Madison on March 30, 2019:
My PitBull Boxer Mix dog is only 4 yrs. old, but when she woke up today after being asleep, she was limping. She was dragging her left back paw as if it was injured. But she doesn’t wine when I move her leg around like normal. What could be the cause?
patricia on October 06, 2018:
my English bulldog is only 4yrs old and recently he limps from been asleep more on left side though can we buy supplements to grease his jointsxx
Sandy on April 24, 2017:
My dog has a large cyst at the base of his tail. He has also started limping badly on his hind leg. Could this be related to the cyst
Adrienne Farricelli (author) on August 04, 2016:
Luis, what did your vet diagnose your dog with? What medication was given a NSAID? I would follow up with the vet and let him know that the problem is still there and what's the next step. Your dog is quite young. Did your dog have xrays done?
luis o on August 04, 2016:
I have two little dogs they are 1 yr. and a few months and one of them every time she lays down gets up and limps for a little bit, than walks almost normal but the limping is less vet check her out give her medicine got better but now that medicine is done is back again, I grab het leg and touch all over it and don't seems to batter her, so no idea what is wrong I'm concern
MP on June 30, 2016:
My 9 yr old boxer's left front leg falls asleep when she lays on left side, on recliner with head hanging off,silly dog....

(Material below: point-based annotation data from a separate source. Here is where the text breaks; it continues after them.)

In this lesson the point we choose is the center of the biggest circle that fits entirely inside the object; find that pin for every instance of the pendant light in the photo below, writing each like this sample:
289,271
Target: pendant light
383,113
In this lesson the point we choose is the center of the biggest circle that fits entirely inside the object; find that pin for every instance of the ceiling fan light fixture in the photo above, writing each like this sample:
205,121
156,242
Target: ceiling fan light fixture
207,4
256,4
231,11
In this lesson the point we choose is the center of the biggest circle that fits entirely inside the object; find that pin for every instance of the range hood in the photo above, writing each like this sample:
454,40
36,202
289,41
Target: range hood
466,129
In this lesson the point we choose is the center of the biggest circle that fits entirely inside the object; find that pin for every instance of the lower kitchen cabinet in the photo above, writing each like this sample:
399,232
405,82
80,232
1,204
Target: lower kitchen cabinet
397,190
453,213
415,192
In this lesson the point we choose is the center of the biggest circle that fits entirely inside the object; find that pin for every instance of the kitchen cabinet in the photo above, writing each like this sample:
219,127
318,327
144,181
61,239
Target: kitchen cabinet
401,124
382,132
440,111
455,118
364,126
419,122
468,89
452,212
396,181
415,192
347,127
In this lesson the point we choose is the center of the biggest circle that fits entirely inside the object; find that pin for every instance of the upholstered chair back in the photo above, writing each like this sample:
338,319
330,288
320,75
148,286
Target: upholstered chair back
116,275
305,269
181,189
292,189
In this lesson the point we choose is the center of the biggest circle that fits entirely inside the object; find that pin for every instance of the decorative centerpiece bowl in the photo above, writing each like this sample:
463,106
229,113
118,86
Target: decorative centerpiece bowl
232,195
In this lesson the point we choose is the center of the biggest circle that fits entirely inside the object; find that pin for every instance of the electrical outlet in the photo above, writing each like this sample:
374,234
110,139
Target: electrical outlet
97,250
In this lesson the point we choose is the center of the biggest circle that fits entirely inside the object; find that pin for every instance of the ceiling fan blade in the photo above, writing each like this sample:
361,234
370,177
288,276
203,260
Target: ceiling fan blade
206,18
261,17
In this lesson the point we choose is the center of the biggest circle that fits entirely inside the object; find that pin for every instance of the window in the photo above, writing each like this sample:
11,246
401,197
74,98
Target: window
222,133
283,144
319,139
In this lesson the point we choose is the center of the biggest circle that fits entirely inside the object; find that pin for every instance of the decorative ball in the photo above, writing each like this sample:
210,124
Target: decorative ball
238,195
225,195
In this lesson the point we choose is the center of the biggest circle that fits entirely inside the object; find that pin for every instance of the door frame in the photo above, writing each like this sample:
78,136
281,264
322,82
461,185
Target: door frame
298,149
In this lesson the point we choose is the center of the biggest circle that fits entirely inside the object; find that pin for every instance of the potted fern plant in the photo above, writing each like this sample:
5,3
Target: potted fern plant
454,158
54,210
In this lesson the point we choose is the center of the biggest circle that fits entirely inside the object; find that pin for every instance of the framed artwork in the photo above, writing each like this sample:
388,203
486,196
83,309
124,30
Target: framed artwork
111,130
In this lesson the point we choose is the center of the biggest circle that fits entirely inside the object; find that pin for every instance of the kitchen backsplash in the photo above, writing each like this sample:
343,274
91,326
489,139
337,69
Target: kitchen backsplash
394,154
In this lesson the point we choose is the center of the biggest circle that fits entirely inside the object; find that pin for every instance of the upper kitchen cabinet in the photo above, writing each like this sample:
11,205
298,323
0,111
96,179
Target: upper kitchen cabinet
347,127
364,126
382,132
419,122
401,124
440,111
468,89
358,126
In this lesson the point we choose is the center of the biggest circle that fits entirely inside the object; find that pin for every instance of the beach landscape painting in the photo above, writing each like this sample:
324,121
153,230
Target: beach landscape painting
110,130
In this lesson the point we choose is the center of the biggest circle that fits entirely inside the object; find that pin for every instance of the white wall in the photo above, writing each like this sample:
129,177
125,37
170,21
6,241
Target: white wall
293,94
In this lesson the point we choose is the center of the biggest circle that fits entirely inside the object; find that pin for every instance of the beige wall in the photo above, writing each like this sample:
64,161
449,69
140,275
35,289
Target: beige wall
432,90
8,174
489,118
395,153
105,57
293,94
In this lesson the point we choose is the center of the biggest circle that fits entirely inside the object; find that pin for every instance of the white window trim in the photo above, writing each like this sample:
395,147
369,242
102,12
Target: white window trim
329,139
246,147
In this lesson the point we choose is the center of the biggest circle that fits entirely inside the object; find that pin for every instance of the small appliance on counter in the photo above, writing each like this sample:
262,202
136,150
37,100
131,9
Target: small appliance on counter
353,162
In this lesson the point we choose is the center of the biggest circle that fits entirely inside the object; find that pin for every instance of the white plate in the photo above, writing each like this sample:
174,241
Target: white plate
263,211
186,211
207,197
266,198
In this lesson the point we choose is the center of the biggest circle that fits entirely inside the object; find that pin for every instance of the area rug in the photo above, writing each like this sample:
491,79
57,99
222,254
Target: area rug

Adrienne Farricelli (author) on March 17, 2016:
Thank you, our poll do far says that 54 percent of dog owners have witnessed their dogs' legs falling asleep, so it's likely something not that uncommon!
Devika Primić from Dubrovnik, Croatia on January 26, 2015:
Informative and interesting! I did not know at that time when my dog had the same problem after getting up. Always useful to dog lovers.
peachy from Home Sweet Home on January 25, 2015:
I guess so, just like humans, we have sleeping legs too
Adrienne Farricelli (author) on January 25, 2015:
Thank you , Kathleen. I used to think my dog's rear leg had fallen asleep initially as she limped upon getting up, but then, as it occurred more and more often, I figured it was time to see the vet. After seeing 3 different vets, finally the diagnosis came loud and clear, it turned out being a ruptured cruciate ligament.
Kathleen Kerswig on January 25, 2015:
I used to have dogs living with me and it never occurred to me that the limping might be due to their leg falling asleep. Thanks for sharing this with us. I learn something new every day! Blessings!